Metropolitan News-Enterprise

 

Friday, November 28, 2003

 

Page 1

 

1.3 Million Damage Award in Suit Over Police Restraints Overturned

 

By KENNETH OFGANG, Staff Writer/Appellate Courts

 

A damage award of $1.3 million to the parents of a suspect who died in Sheriff’s Department custody has been overturned by this district’s Court of Appeal, which said the amount was excessive.

The Tuesday ruling by Div. One was a partial victory for county lawyers, who argued the Sheriff’s Department had no liability in the 1998 death of Dwayne Nelson, who had just been released from prison.

Justice Miriam A. Vogel, writing for the Court of Appeal, said there was sufficient evidence of negligence to support the Los Angeles Superior Court jury’s finding of liability, and that the county is entitled to a new trial only on the amount of damages.

Nelson stopped breathing after being placed face down by deputies using a technique called the Total Appendage Restraint Procedure, or TARP, otherwise known as a “Ripp Hobble” restraint or hog-tie.

The arresting deputies, who were responding to calls about a “man with a gun,” said they removed Nelson from their vehicle and used the restraint because the suspect was kicking and banging at the doors and windows. Nelson was transported to a hospital after he stopped breathing, but was dead on arrival.

County’s Evidence

The county argued that the deputies acted reasonably, and that restraint was not the cause of Nelson’s death. County lawyers presented evidence that Nelson could have died as a result of heart trouble, perhaps exacerbated by drug use.

The plaintiffs rebutted that view with expert testimony by an experienced pathologist, who said that Nelson died of “positional asphyxia”—that the pressure against his chest caused by the restraint procedure stopped him from breathing.

The county contended that the pathologist was not competent to render that opinion because he was not present at the autopsy. But Vogel noted that the witness—who had performed more than 1,500 autopsies—had viewed the Sheriff’s Department tape of the fatal incident, had reviewed Nelson’s Department of Corrections medical records, and had reviewed deposition testimony by several of the sheriff’s deputies.

“No more was required,” the justice declared.

The jury found the county 65 percent responsible, and Nelson 35 percent responsible, for Nelson’s death. It fixed damages at $2 million.

The court reduced the damages by 35 percent based on comparative negligence and entered judgment for $1.3 million.

That award was excessive, Vogel said, because there was no way a rational juror could have concluded that the plaintiffs suffered $2 million in compensable losses.

Recovery in California wrongful death cases, the jurist explained, is generally limited to the value of financial support and services and the like which were being provided by the decedent, and to the pecuniary value of the decedent’s “society and companionship.”

Surviving family members cannot, the justice explained, be compensated for their own emotional grief resulting from the death.

In Nelson’s case, Vogel said, there was no evidence that the decedent provided financial support to his parents or was likely to do so in the future, or that the decedent and the parents had a close relationship.

Jurist’s Reasoning

The testimony, the jurist explained, was that Nelson had not seen either of his parents in 20 years, and that while he occasionally spoke to them by phone or sent cards, neither of them knew his address or phone number at the time of his death and neither knew that he was a drug addict with an extensive criminal record.

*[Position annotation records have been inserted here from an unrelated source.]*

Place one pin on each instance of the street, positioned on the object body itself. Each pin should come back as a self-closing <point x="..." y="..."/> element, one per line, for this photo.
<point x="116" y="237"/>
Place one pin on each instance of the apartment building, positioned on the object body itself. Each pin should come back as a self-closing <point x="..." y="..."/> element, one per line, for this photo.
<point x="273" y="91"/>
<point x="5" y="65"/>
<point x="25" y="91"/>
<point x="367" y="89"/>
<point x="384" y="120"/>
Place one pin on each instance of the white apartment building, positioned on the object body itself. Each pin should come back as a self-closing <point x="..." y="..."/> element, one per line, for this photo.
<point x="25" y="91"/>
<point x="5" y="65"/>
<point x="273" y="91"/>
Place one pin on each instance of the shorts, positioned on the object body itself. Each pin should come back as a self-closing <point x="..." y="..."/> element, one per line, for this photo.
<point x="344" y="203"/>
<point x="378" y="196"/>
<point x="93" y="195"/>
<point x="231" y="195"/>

“We do not doubt the parents’ expressions of love, but we are unable to say that a rational person would value their lost ‘comfort, society, and companionship’ at $2 million,” the justice wrote. “The inescapable conclusion is that the jury included in its calculations some measure of damages for the parents’ emotional distress, or some amount intended to punish the County for its conduct.”

The plaintiffs were represented by Leo James Terrell. The county was represented on appeal by Principal Deputy County Counsel Dennis M. Gonzales and by Timothy T. Coates and Alan Diamond of Greines, Martin, Stein & Richland.

The case is Nelson v. County of Los Angeles, 03 S.O.S. 6030.